Wednesday, September 23

But that's just today

It's a 'feeling sorry for myself' kind of day.

Not that I do feel sorry for myself, I really don't. I know how lucky I am that my husband is employed, that we have food to eat, that we have a house and things in it, that we have clothes and shoes and all the necessary things of life. I know how lucky I am that my kids are healthy, growing, mine, happy, spoiled, rotten, housed, fed, blah, blah, blah. I've had this conversation with myself all day.

What on earth do I have to be mopey about?

I can see myself from the outside. I can see that my mouth is curving down at the edges when it should be curving up. I see that I'm impatient. I can see that my eyes are heavy, I can feel the grittiness beneath my lids. But it's not tired-heavy. It's sour-heavy.

I have nothing to complain about today. I love my house. I love my kids. I love my husband.

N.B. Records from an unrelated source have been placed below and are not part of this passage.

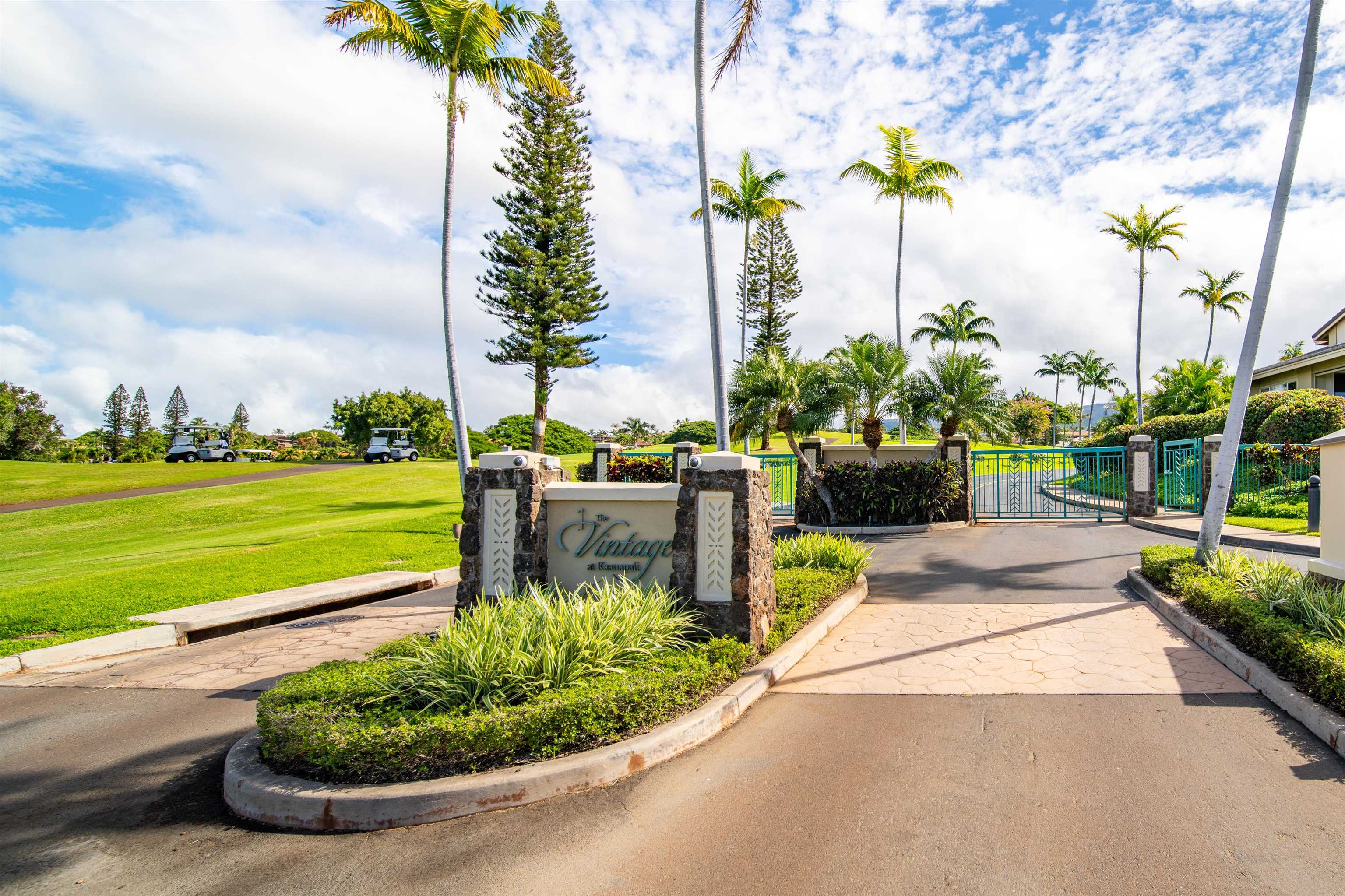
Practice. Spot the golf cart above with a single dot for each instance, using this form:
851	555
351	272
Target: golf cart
213	446
394	444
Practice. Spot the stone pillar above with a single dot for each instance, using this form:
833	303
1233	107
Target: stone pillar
503	543
1141	477
603	453
723	557
683	453
1332	563
1208	453
958	447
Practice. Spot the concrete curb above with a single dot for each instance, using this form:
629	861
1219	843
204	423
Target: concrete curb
881	531
256	793
1327	724
1235	541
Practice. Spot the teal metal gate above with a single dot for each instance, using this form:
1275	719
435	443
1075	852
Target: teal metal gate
1049	483
1181	485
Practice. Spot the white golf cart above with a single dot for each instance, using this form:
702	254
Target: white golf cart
201	443
394	443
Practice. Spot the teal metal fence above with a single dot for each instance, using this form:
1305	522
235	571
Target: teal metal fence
1049	483
1181	485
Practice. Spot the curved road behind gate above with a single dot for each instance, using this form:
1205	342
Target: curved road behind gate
1200	791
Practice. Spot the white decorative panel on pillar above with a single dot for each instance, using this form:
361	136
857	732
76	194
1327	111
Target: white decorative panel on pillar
498	520
715	547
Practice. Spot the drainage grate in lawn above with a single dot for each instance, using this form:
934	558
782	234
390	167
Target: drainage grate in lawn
330	621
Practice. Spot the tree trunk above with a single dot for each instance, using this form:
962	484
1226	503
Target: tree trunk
455	389
901	236
1223	475
1140	333
541	377
824	493
722	396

But the thought of getting up out of this chair and cooking for them - I don't love that. The idea of converting my daughter's room to the new playroom (because she always sleeps with her brother on his bottom bunk now, and they both like it) makes me want to lock myself in the bathroom. The thought of finding out why Carly just closed the bedroom door - because that can't be good - is just exhausting. I don't have the will. Or the way.

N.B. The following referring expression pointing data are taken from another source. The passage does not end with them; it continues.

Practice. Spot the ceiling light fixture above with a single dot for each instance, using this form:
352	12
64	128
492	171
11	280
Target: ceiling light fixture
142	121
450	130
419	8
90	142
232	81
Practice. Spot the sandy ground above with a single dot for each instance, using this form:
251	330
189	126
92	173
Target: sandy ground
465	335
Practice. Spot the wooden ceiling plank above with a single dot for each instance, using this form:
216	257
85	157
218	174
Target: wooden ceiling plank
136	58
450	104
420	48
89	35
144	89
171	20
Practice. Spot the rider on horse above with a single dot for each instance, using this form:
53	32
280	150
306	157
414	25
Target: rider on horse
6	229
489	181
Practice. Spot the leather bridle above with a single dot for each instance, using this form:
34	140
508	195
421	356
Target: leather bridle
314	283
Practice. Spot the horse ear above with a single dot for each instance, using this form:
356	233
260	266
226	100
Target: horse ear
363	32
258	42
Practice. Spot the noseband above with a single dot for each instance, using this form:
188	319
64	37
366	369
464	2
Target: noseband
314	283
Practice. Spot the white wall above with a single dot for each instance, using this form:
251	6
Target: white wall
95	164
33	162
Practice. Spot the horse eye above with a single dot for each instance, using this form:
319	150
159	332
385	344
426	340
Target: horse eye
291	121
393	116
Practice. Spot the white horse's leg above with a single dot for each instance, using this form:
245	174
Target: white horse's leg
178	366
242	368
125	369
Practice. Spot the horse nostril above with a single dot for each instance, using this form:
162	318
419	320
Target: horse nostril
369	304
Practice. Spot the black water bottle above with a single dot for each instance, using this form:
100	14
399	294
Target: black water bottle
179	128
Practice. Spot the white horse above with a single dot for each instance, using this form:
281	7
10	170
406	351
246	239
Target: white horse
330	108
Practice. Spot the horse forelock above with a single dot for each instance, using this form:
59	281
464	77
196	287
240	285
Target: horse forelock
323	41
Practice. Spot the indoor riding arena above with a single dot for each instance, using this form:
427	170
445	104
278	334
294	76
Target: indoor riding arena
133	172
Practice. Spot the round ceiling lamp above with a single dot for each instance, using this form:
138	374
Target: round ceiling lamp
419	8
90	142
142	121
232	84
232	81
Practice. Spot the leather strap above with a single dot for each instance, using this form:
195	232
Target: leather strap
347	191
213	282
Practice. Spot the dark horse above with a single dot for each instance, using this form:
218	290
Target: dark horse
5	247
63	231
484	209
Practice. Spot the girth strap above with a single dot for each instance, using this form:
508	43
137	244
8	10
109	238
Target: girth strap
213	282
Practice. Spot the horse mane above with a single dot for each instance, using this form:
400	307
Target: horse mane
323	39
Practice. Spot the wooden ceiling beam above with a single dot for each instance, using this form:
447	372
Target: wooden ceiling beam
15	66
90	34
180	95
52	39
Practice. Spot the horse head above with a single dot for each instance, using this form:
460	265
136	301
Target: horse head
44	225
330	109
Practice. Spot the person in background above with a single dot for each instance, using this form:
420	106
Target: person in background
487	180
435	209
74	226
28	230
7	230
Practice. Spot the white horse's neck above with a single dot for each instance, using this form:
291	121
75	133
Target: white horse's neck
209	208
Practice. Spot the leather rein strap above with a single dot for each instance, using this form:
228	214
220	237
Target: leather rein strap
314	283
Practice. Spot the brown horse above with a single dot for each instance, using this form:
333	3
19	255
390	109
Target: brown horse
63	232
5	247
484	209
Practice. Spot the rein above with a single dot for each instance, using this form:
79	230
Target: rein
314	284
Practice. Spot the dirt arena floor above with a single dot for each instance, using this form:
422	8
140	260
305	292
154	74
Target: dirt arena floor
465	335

When you're driving east to my house on Route 66 (because we live right off Route 66, the famous highway, Josh will tell you) you top this little rise and suddenly the valley tapers off in front of you. Far in the distance is the fuzzy, blue-gray outline of some mountains. They seem small, so far off. But they can't be if I can see them from here. They're big. And I could drive to get there. But it's farther than I need to go. That little mountain range takes my breath away every. single. time. Not because it's the biggest or the most beautiful, but because it represents hope. And steadiness. And patience. It represents this journey.

And today the journey is hard. Not because I'm weighed down by burdens, not because I need more or want more. But because it's tedious. One foot in front of the other, day after day, and those mountains seem like they're never going to get any closer. And when I reach them, I'll have to climb them.

And today, that seems too hard to do.